もちろん、連絡はあったのだが、理由は起きられなかったというものだった。
水野は憤慨して、家政婦として失格だと大奥様に訴えた。
大奥様は、「今日で最後だし」と水野の訴えを受け流した。
4時を過ぎて、油谷が大奥様に挨拶するため離れを訪れた。
「大変お世話になりました。
綾倉様のように、大変品格のあるお宅でお仕事をさせていただき、とても光栄に思っています」
「今朝は疲れてしまったのかしら?」
「最終日に遅刻してしまい、とても恥ずかしく思っています。
ただ、その原因と言うか、少し、気になっていることがあるので申し上げてよろしいでしょうか」
「ええ、どうぞ」
「おそらく、水野さんは私が遅刻したことで大騒ぎしたと思いますが、私にしてみれば、彼女こそ家政婦としてちょっと考えられません」
「どういうことかしら」
「初日、私にこちらのご家族のことを教えてくれたのは彼女でしたが、いわゆる噂話のようなことも得意げに話して聞かせました。
彼女の掃除はいい加減で、実は、この1週間、私は彼女が掃除した部屋をもう一度掃除し直しています。
きのうは、彼女がアイロンをかけた浅黄さんのYシャツを見て愕然としました。
しわだらけで、とても、あんなYシャツを着てもらうわけにはいかないので、彼女が帰った後、アイロンをかけなおしました。
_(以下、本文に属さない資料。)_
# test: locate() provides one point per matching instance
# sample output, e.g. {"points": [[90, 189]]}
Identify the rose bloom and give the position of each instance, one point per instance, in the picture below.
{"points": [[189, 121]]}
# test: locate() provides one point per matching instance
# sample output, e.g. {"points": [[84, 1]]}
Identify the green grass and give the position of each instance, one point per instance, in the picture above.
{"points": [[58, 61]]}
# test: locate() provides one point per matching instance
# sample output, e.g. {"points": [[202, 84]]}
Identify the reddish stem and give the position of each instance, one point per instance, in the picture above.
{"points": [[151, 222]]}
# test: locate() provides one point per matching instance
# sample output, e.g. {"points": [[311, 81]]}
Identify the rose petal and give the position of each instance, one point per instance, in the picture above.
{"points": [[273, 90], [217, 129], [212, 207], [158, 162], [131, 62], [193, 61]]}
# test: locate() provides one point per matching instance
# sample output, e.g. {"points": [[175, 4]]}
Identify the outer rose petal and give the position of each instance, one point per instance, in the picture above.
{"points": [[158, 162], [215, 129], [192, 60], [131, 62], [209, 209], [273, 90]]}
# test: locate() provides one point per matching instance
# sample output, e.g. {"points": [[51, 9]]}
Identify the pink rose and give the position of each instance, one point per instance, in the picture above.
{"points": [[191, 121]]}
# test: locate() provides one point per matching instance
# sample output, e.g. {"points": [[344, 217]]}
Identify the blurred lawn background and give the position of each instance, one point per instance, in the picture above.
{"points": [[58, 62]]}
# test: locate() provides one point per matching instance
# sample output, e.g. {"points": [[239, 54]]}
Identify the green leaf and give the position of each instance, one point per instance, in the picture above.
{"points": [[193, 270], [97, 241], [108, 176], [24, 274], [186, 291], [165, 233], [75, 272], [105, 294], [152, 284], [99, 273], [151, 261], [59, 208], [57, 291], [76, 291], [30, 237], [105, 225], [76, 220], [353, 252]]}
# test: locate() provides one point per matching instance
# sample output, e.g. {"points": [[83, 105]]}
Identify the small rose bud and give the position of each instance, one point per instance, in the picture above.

始めにお話があったお仕事以上のことを、私はさせてもらっています。
それは家政婦として、プロ意識を持って仕事をさせてもらっているからです。
それで、今日は疲れがたまってしまったということもあり、起きられませんでした」
「そう、それは大変だったわね。
でも、あなたが抱え込まなくても、彼女に言ってやり直させてもよかったんじゃないかしら」
「彼女には言いましたが、残念ながら、この家にはこの家のやり方があると言われておしまいでした」
「そうなのね。
では、この1週間はずいぶん疲れたことでしょう。お疲れ様」
油谷は大奥様の言葉を聞くと満足そうに一礼すると、ドアに数歩向かった後、立ち止まり振り返った。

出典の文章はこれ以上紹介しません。